Zertal also suggests that these uniquely configured ritual sites are the source of the Hebrew expression for pilgrimage - aliyah leregel (literally, "going up to a foot"). In his interpretation, during the first centuries of settlement in the land - until Jerusalem became the spiritual and governmental center of the nation - some of the Tribes of Israel made pilgrimages to these sites at fixed times of year to hold various ceremonies. Hence, the Hebrew phrase for pilgrimage should be understood literally - going up to a place that is shaped like a foot. In his opinion, this is also the source of the interpretation of "regel" as meaning "holiday," in Exodus 23 and 34.
The ideological connection between the new population's conceptual system and the structures it erected leads Zertal to the conclusion that the verses in Deuteronomy and the Book of Joshua that relate to ownership of the land by means of setting foot in it were composed close to the time the compounds were built and not later on. This view is opposed to that of certain scholars who tend not to read the Bible literally, and who believe that various parts of the text were written hundreds of years after the events described in them, and hence reflect more recent perceptions.
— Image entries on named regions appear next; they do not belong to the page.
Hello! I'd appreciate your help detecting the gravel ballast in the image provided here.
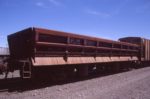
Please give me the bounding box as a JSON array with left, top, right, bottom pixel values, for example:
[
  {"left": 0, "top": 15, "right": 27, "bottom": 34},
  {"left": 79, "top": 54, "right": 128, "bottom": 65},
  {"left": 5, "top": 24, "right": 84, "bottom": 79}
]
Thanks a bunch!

Zertal stresses that he focuses on facts, and that these indicate a dramatic rise in settlement in the region, precisely at the period described in the Bible. These facts contradict other hypotheses regarding the beginnings of the nation of Israel, such as the notion that it originated in the local Canaanite population - which, following a long process, separated itself from its neighbors ideologically and religiously until it became a distinct people - and the claim that any connection between the biblical description and reality is coincidental. Zertal says that the findings of the survey, among them the ritual sites, show that despite controversy over whether the Bible is truly an accurate historical source, parts of it are more firmly based in fact than has been assumed.